Purple Notice issued about shark finning. (Photo: INTERPOL)
Interpol issues purple notice to warn about shark finning
Monday, November 11, 2013, 23:50 (GMT + 9)
After a “shark finning” method was identified by Costa Rican authorities, Interpol released a warning among its 190 member countries aimed at avoiding the detection of illegal practices.
The purple notice that has been circulated by Interpol describes a modus operandi of the technique used where only a band of skin to keep the fin attached to the spine is retained and the remainder of the body is discarded at sea. This method is aimed at circumventing legislation banning finning which states that the fins of the shark must be ‘naturally attached’ to the body.
The case was identified by the Costa Rican National Coast Guard and was presented by the head of the Interpol National Central Bureau (NCB) in San José, during the second Interpol Fisheries Crime Working Group meeting, which opened in Nairobi, Kenya, on 4 November.
“This is an opportunity to encourage other member countries to share types of modus operandi in order to alert enforcement authorities to environmental crimes,” expressed head of NCB San José Gustavo Chinchilla. “I strongly believe that international cooperation and use of Interpol´s tools, such as purple notices, allow us to provide a more coordinated and effective response to addressing fisheries issues.”
The purple notice, which is helpful to seek or provide information on modus operandi, objects, devices and concealment methods used by criminals, was requested by Costa Rica following its first National Environmental Security Seminar held in San José in August of this year.

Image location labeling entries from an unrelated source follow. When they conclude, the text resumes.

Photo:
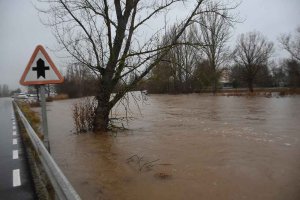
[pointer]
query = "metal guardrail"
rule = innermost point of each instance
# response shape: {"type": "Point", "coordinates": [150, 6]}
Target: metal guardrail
{"type": "Point", "coordinates": [62, 187]}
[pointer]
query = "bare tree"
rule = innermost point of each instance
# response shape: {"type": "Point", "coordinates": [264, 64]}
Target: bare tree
{"type": "Point", "coordinates": [292, 44]}
{"type": "Point", "coordinates": [110, 38]}
{"type": "Point", "coordinates": [213, 29]}
{"type": "Point", "coordinates": [251, 53]}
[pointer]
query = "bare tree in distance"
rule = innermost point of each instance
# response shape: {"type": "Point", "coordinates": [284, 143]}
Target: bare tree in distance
{"type": "Point", "coordinates": [111, 38]}
{"type": "Point", "coordinates": [292, 44]}
{"type": "Point", "coordinates": [213, 29]}
{"type": "Point", "coordinates": [252, 51]}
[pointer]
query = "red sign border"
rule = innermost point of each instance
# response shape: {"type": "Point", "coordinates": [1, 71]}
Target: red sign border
{"type": "Point", "coordinates": [52, 65]}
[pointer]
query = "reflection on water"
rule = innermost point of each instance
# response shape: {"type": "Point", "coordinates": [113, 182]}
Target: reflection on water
{"type": "Point", "coordinates": [186, 147]}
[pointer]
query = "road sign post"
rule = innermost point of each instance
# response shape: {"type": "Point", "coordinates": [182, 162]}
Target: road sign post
{"type": "Point", "coordinates": [41, 71]}
{"type": "Point", "coordinates": [44, 118]}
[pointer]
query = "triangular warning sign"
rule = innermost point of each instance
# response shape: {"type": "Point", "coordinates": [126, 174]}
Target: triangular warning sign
{"type": "Point", "coordinates": [40, 69]}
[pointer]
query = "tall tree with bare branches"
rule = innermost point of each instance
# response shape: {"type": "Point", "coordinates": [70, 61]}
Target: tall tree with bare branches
{"type": "Point", "coordinates": [115, 39]}
{"type": "Point", "coordinates": [213, 29]}
{"type": "Point", "coordinates": [251, 53]}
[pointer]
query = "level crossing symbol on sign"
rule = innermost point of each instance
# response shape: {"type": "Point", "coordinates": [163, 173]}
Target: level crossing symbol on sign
{"type": "Point", "coordinates": [40, 69]}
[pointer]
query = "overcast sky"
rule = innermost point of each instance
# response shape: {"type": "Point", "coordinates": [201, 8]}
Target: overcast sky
{"type": "Point", "coordinates": [21, 30]}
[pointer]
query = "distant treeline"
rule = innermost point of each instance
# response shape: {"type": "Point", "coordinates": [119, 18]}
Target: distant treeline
{"type": "Point", "coordinates": [166, 78]}
{"type": "Point", "coordinates": [195, 68]}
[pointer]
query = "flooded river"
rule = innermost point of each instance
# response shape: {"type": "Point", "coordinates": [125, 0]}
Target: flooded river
{"type": "Point", "coordinates": [186, 147]}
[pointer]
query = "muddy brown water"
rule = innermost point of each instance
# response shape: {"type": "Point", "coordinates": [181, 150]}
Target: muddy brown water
{"type": "Point", "coordinates": [186, 147]}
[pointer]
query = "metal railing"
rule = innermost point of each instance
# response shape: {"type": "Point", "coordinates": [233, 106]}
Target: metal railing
{"type": "Point", "coordinates": [62, 187]}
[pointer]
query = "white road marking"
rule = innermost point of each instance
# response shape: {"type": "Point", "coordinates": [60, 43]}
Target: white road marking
{"type": "Point", "coordinates": [15, 154]}
{"type": "Point", "coordinates": [15, 141]}
{"type": "Point", "coordinates": [16, 178]}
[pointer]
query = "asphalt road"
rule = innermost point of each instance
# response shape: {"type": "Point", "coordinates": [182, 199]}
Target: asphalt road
{"type": "Point", "coordinates": [15, 180]}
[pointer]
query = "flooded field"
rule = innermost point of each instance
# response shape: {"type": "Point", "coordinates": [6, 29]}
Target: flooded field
{"type": "Point", "coordinates": [186, 147]}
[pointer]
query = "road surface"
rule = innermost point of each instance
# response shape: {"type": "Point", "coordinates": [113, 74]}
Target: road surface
{"type": "Point", "coordinates": [15, 181]}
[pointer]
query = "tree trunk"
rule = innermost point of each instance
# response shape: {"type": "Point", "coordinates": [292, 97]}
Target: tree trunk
{"type": "Point", "coordinates": [101, 120]}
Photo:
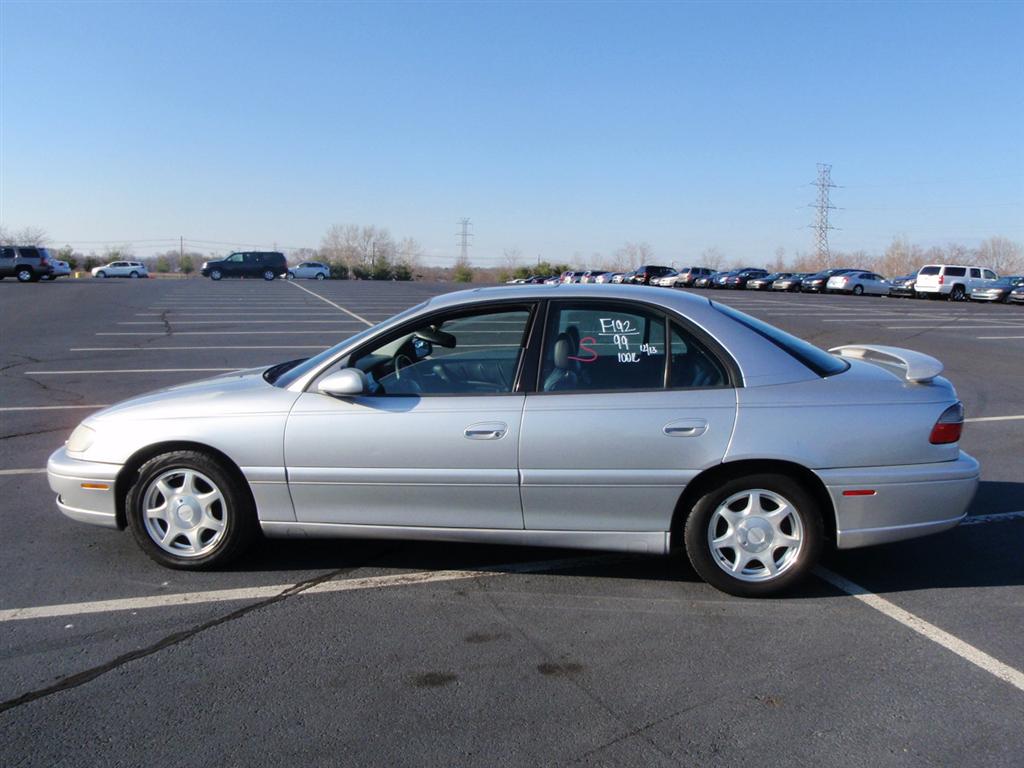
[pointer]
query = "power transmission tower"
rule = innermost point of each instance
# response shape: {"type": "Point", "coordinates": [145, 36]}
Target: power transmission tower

“This is now the second purple notice issued in relation to fisheries crime, and we hope that it will encourage other member countries to make increased use of Interpol notices to combat all types of environmental crime,” pointed out David Higgins, head of Interpol’s Environmental Security unit.
The purple notice was issued under the Interpol’s Project Scale, a global initiative to detect, suppress and combat fisheries crime, which is estimated to cost the global economy up to USD 23 billion each year and is linked to other forms of organized and transnational crime including corruption, money laundering, document fraud, and human and drug trafficking.
This Project was launched in February 2013 and is funded by the Norwegian Ministry of Foreign Affairs, the US Department of State and the Pew Charitable Trusts. Its aim is to raise awareness of fisheries crime and besides, it coordinates operations to target this criminal activity, disrupt trafficking routes and harmonize national and regional enforcement efforts.